靴下は、肌触りがよく、薄手で寝心地のよいものを選ぶとよいでしょう。 (Shutterstock)

1.正しい靴下を選ぶ
睡眠時に履く靴下は、より通気性が良く快適な、できれば天然繊維でできたものを選びましょう。 厚すぎたり、きつすぎたりする靴下は、血液の循環を妨げることがあります。

医師の指示がない限り、着圧ソックス(弾性靴下)の着用は避け、加熱ソックスを使用する場合は、加熱しすぎると火傷したり、火災の原因になることがありますので、避けてください。

2.靴下を定期的に交換する
毎晩寝る前に靴下を履き替えましょう。 履き古した靴下は汗をかきやすく、細菌や汚れの原因となり、健康に害を及ぼす可能性があります。

3.足を濡らさない
寝る前にお風呂に入ったり、足を浸けたりするのも効果的ですが、その後に足を乾かしてから靴下を履くようにすると、湿気がこもって雑菌が繁殖するのを防げます。
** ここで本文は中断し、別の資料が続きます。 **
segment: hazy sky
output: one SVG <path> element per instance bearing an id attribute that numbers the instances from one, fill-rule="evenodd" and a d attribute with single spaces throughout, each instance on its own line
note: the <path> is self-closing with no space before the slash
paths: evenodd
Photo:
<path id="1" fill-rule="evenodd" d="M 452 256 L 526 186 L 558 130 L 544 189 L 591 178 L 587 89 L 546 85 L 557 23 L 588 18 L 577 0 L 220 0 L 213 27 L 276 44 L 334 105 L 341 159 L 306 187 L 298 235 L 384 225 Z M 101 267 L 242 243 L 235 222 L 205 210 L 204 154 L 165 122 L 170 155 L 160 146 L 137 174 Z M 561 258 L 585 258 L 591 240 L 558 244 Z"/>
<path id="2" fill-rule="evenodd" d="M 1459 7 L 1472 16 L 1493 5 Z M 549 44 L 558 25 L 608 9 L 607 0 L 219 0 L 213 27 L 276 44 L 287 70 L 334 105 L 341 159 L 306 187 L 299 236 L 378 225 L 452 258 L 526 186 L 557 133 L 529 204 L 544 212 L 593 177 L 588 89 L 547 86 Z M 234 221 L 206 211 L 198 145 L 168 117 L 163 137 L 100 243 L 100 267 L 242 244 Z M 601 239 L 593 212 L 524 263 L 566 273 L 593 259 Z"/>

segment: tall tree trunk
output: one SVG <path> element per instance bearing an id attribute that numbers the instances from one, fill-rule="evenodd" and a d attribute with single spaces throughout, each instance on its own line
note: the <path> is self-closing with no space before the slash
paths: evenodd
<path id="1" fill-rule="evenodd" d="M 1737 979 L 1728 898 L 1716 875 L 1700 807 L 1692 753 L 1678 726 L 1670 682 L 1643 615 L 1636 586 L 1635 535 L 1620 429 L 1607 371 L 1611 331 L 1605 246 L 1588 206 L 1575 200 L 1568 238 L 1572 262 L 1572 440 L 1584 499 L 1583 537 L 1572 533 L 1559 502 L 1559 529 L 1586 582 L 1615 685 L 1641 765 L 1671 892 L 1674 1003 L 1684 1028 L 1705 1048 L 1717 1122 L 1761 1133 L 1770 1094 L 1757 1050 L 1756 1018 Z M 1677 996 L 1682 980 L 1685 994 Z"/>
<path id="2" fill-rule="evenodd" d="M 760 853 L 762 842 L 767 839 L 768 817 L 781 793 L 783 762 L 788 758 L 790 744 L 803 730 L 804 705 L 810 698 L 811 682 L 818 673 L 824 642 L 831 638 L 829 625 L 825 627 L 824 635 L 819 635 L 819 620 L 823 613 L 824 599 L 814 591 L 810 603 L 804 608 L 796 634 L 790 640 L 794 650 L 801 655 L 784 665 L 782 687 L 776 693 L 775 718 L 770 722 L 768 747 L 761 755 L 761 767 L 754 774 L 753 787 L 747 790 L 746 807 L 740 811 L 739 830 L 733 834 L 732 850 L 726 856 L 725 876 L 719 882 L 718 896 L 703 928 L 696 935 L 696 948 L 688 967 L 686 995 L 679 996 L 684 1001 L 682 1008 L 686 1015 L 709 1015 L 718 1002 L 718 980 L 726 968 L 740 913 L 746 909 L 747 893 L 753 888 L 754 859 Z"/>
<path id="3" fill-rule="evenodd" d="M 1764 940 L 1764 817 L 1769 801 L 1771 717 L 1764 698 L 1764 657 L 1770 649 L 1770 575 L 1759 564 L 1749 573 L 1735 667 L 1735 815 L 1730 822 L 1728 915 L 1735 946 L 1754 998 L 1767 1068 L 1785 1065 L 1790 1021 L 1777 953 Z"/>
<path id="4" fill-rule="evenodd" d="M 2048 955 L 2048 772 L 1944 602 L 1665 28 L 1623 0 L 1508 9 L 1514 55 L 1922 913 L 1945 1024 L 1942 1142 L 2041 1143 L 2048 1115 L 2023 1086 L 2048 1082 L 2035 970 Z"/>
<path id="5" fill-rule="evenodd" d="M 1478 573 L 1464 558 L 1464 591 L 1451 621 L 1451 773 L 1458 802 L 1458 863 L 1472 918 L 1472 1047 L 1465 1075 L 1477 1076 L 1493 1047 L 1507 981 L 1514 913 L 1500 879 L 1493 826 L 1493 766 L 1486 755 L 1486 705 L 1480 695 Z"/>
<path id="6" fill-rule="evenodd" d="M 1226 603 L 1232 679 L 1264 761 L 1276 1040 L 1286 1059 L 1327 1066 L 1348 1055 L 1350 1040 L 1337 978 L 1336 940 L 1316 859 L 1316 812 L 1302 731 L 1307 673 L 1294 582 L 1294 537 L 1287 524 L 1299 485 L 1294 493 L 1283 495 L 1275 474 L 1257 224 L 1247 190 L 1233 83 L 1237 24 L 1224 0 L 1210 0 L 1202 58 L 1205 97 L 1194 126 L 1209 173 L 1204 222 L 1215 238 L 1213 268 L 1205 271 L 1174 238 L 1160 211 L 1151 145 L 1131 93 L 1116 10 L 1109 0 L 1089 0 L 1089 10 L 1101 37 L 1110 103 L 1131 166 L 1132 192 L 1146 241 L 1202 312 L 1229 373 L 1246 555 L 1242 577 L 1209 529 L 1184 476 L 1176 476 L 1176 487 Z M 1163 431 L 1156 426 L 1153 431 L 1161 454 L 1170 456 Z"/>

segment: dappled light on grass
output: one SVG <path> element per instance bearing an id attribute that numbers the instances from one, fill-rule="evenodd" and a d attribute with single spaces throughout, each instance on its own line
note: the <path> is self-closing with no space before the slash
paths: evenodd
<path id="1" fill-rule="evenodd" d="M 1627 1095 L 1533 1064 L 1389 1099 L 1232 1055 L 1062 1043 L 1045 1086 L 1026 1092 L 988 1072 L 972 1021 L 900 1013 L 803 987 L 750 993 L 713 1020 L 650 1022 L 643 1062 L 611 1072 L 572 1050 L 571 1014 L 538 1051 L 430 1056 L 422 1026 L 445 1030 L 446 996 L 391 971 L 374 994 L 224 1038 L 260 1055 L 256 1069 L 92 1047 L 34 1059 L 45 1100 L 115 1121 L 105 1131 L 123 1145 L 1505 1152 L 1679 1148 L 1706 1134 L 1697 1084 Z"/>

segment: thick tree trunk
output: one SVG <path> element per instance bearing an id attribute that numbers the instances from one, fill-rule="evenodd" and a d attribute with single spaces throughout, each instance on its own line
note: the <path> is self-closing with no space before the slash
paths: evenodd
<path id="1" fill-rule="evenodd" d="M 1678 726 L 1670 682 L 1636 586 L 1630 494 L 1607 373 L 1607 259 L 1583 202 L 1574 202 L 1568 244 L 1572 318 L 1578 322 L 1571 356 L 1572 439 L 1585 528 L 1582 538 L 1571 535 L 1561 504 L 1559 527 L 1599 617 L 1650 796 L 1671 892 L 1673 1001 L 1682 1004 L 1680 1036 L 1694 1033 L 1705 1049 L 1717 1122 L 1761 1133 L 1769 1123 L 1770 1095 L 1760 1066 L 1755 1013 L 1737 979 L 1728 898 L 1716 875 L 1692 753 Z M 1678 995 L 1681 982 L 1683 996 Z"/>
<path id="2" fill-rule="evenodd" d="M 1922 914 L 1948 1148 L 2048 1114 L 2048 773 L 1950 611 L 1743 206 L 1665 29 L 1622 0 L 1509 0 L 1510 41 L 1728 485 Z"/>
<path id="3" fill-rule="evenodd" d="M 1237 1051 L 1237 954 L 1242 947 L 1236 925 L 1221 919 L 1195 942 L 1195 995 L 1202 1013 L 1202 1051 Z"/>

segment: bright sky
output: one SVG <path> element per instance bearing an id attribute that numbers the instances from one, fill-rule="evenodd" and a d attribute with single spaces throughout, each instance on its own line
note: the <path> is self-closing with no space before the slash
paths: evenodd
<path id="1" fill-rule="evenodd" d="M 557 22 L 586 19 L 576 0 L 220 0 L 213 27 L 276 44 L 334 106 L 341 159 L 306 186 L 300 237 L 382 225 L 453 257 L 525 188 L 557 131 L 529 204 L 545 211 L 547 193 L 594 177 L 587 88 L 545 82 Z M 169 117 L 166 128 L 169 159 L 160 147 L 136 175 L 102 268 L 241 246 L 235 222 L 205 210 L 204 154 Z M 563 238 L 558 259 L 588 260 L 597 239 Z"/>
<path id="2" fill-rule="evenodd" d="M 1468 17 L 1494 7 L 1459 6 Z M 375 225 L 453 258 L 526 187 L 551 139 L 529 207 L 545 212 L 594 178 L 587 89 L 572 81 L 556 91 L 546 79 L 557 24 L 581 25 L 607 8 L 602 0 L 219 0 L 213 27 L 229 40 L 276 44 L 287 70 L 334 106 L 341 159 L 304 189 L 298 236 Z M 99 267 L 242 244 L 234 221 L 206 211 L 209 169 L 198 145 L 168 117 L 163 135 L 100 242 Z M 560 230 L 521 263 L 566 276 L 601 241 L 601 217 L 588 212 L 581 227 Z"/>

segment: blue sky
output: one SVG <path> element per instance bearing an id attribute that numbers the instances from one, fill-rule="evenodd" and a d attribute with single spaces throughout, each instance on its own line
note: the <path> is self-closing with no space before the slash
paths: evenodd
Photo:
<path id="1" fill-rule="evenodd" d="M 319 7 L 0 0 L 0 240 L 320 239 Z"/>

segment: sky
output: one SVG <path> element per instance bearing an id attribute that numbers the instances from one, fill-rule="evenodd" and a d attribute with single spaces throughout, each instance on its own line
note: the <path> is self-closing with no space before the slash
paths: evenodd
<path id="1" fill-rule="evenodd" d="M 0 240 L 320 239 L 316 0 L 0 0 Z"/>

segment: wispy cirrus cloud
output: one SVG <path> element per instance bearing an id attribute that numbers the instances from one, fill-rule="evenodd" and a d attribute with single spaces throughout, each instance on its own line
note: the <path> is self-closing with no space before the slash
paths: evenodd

靴下を履くのが苦手な方は、カシミヤやウールの靴下など、質の良い靴下をもう一度試してみてください。どうしても無理という方は以下のような方法を試してみてください。

・就寝前に足湯をする

・夜、暖かいスリッパを履く

・足元に湯たんぽや保温パックを置く(温めすぎに注意)

・毛布や電気毛布で足を覆う(ただし、寝るときは電源を切るのを忘れずに)

・寝る前に20分~1時間程度、熱いお風呂につかる
 

子供や赤ちゃんは靴下を履いて寝てもいいのですか?

子供や赤ちゃんには、電気毛布の使用や温熱靴下の着用は避けた方がよいでしょう。 一番安全な方法は、就寝前に温かいお風呂に入り、あらかじめ温めておいた靴下を履くことです。

湯たんぽを使う場合は、熱すぎないように注意し、綿毛布を巻いて肌に直接触れないようにしましょう。

お子様が熱を持ったり、汗をかいたり、頬が赤くなったり、泣き続けたり、落ち着きがなくなったりしたら、すぐに追加の衣服や毛布を脱がせてください。